In 2012 the mathematician-songwriter Vi Hart created four videos about “hexa-flexagons” – the folding paper models to which Gardner had devoted his first column. The 26-year-old Hart, sometimes called “today’s Martin Gardner”, has a strong youth following, thanks to her engaging videos (www.youtube.com/user/Vihart). The hexaflexagon videos went viral, attracting millions of hits and promoting that year’s celebration, which had 156 events worldwide.
This year will see the usual commemorative markings expected at a centennial: an article about Gardner in Scientific American, tributes in magazines and websites devoted to mathematics, magic and puzzles, a possible Google Doodle (a daily variant of the search engine’s logo) on 21 October, and so forth. But Gardner’s real spirit lives in the Celebration events (www.celebrationofmind.org).
Inner secrets
Gardner’s secret was to allow non-mathematicians to experience the pleasure of mathematics by getting them to actually do it by solving problems, rather than by being told the right answers. He enticed people by interweaving frivolity and seriousness. “The frivolity keeps the reader alert,” Gardner wrote in Mathematical Carnival (1975), his seventh collection of columns. “The seriousness makes the play worthwhile.”
While mathematicians claim Gardner as their own (though his most advanced degree, a BA, was in philosophy), many of his writings are about physics. These include a book on relativity and a “Trick of the Week” feature that ran in The Physics Teacher from 1990 to 2002. In Mathematical Carnival, for example, Gardner asked what would happen if a doughnut-shaped piece of solid iron were heated – would the diameter of its hole get larger or smaller? Elsewhere in the same book, he asked readers to imagine what would happen if a child, sitting in the back seat of a car with all windows closed and vents off, were holding a helium balloon floating at the end of a string. “When the car accelerates forward,” Gardner asked, “does the balloon stay where it is, move backward, or move forward? How does it behave when the car rounds a curve?”

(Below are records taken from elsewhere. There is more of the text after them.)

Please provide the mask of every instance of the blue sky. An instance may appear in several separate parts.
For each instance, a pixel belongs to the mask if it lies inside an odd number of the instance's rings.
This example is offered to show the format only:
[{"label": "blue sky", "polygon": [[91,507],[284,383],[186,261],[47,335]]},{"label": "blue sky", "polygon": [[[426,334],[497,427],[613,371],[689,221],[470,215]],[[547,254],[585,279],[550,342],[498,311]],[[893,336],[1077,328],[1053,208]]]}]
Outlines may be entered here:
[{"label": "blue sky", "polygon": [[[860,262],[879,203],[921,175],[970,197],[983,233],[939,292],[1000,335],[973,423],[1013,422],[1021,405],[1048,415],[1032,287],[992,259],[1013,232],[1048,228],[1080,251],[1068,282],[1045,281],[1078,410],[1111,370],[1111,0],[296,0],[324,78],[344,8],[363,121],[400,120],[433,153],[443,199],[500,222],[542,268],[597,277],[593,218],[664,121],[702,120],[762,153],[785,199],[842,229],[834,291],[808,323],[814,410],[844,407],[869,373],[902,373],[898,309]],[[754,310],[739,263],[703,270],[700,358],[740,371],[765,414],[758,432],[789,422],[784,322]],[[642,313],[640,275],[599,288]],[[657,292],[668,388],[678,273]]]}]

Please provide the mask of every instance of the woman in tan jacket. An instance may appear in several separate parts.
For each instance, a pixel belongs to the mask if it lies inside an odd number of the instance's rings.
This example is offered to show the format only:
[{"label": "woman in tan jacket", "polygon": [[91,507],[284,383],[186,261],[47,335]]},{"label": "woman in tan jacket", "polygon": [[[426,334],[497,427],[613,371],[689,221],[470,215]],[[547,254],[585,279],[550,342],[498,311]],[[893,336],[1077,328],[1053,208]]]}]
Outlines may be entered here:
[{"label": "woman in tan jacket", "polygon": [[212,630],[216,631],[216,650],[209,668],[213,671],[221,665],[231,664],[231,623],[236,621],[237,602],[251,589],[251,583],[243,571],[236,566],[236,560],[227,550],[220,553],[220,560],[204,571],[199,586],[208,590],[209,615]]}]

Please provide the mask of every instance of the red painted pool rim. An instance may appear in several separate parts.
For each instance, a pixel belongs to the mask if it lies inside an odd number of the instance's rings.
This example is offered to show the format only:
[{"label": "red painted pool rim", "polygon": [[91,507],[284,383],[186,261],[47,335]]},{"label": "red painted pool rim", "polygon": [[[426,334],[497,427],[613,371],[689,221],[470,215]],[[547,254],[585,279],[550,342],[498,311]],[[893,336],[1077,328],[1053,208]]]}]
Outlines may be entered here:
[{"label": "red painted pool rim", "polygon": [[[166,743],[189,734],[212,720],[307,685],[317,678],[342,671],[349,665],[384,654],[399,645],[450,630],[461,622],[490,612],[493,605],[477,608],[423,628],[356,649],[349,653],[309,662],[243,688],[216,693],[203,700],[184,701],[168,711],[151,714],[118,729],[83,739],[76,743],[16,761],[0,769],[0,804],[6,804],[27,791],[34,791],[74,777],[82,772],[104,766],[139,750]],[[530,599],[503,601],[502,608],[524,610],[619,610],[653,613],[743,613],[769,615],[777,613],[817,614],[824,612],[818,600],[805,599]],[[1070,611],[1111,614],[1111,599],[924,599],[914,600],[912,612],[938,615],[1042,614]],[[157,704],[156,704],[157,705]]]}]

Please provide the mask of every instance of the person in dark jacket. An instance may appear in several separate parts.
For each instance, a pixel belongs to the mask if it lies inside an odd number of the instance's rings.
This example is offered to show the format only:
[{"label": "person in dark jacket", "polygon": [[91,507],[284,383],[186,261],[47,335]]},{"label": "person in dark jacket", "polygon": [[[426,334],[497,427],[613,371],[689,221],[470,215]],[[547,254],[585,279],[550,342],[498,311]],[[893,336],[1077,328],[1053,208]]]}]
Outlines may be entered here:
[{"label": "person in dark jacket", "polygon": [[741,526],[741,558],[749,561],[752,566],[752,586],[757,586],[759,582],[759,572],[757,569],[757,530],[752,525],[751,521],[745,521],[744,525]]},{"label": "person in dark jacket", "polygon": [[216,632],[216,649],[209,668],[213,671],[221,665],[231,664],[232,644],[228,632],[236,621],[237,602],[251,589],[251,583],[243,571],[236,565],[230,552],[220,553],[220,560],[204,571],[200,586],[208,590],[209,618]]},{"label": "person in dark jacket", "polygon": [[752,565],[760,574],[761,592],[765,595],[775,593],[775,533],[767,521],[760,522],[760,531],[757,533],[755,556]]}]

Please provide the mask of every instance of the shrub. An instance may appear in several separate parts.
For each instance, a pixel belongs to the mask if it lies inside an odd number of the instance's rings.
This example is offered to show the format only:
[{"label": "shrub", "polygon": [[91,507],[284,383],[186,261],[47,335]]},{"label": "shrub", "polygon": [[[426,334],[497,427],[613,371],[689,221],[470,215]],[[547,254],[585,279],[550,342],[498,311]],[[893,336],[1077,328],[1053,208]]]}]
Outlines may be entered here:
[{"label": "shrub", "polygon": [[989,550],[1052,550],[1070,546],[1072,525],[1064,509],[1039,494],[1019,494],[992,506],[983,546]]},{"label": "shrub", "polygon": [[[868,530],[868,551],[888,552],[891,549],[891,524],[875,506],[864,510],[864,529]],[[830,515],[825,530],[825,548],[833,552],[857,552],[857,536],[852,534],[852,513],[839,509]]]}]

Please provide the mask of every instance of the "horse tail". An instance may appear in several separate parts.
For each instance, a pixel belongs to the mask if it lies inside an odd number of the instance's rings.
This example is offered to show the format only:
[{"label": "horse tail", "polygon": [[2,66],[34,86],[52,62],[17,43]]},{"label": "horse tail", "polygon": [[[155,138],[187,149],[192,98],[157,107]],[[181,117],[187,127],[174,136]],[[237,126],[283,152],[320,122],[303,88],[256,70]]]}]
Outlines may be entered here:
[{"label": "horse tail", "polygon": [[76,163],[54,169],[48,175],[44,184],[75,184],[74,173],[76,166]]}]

The answer to this question – no, I’m not going to tell you, that’s the point – is surprising, and I was shocked when I saw it happen. John Railing, a magician and Celebration organizer, told me he tried it recently while driving his young daughter to a birthday party. After dropping her off, he mentioned it to the other parents, and for a few minutes was thrilled to hear all the adults at the party talking physics. “It’s a shame you can Google this nowadays and find that people have posted videos,” Railing says.

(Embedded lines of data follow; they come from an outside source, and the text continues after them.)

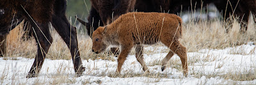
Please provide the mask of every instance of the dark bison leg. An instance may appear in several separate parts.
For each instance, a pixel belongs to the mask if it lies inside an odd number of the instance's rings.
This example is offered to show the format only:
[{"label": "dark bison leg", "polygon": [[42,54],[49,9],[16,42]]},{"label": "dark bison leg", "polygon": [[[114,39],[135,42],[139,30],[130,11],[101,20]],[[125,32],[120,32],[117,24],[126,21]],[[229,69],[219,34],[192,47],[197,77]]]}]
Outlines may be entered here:
[{"label": "dark bison leg", "polygon": [[[31,21],[32,20],[29,20],[29,22]],[[44,59],[45,58],[45,54],[48,52],[48,50],[52,42],[52,38],[51,36],[48,27],[48,23],[36,23],[40,28],[38,28],[34,22],[31,23],[31,24],[33,27],[33,30],[35,32],[33,35],[37,43],[37,54],[35,59],[34,63],[27,75],[27,78],[37,77],[42,65],[44,63]]]},{"label": "dark bison leg", "polygon": [[103,26],[103,22],[101,20],[99,13],[92,6],[90,11],[90,15],[88,17],[88,22],[86,24],[88,35],[92,38],[92,33],[96,30],[99,26]]},{"label": "dark bison leg", "polygon": [[81,76],[84,67],[83,67],[78,50],[76,27],[70,24],[65,15],[52,16],[52,24],[70,49],[75,72],[77,76]]},{"label": "dark bison leg", "polygon": [[5,52],[6,52],[6,35],[3,35],[3,36],[0,36],[0,56],[3,56],[3,55],[5,54]]},{"label": "dark bison leg", "polygon": [[22,39],[27,40],[32,37],[33,29],[31,29],[31,26],[28,19],[24,20],[23,31],[24,31],[24,33],[22,35]]}]

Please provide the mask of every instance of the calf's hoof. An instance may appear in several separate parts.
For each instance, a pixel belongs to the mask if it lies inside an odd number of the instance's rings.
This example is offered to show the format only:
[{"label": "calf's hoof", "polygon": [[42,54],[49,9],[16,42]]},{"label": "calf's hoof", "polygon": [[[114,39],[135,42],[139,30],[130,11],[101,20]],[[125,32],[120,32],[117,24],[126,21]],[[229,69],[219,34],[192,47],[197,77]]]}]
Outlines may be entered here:
[{"label": "calf's hoof", "polygon": [[78,69],[78,70],[76,72],[76,77],[80,77],[82,76],[83,72],[84,72],[85,70],[85,67],[81,67]]}]

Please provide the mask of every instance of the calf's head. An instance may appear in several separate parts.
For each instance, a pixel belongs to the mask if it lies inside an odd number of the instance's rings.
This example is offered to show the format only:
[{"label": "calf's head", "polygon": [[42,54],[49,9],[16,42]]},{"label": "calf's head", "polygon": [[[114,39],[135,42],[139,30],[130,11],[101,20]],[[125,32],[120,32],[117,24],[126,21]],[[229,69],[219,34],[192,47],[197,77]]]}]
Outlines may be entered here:
[{"label": "calf's head", "polygon": [[92,51],[99,54],[104,51],[106,48],[106,45],[104,42],[104,35],[106,29],[106,27],[99,27],[92,35]]}]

Googling it is not the Gardner way. The Gardner way is to ignite your fascination so that you experience the pleasure of finding the answer yourself. Ultimately, the fascination of balloon behaviour in cars is more visceral even than the cerebral attractions of the twin paradoxes of relativity and the Alice and Bob entanglements of quantum mechanics.
The critical point
A few weeks ago, a major publisher sent me a message promoting a textbook on “scientific rationality”. This appeared to mean a formal set of rules governing the operation of an abstract and universal “mind” that could “think from nowhere” about a range of areas. Learning to practise science, the author seemed to think, was a matter of acquiring a method in a classroom, then going out in the world to apply it.
That’s a hoax – a fake picture of science hundreds of years old – that I’d never inflict on students. They’d learn more about science from a “Celebration of Mind” event, where they’d experience themselves in the act of encountering a real puzzle of a specific sort at a specific time. That teaches more about how scientists actually practise their craft than formalized rules ever could.
Martin Gardner, who knew that very well, was also one of the best friends physics ever had.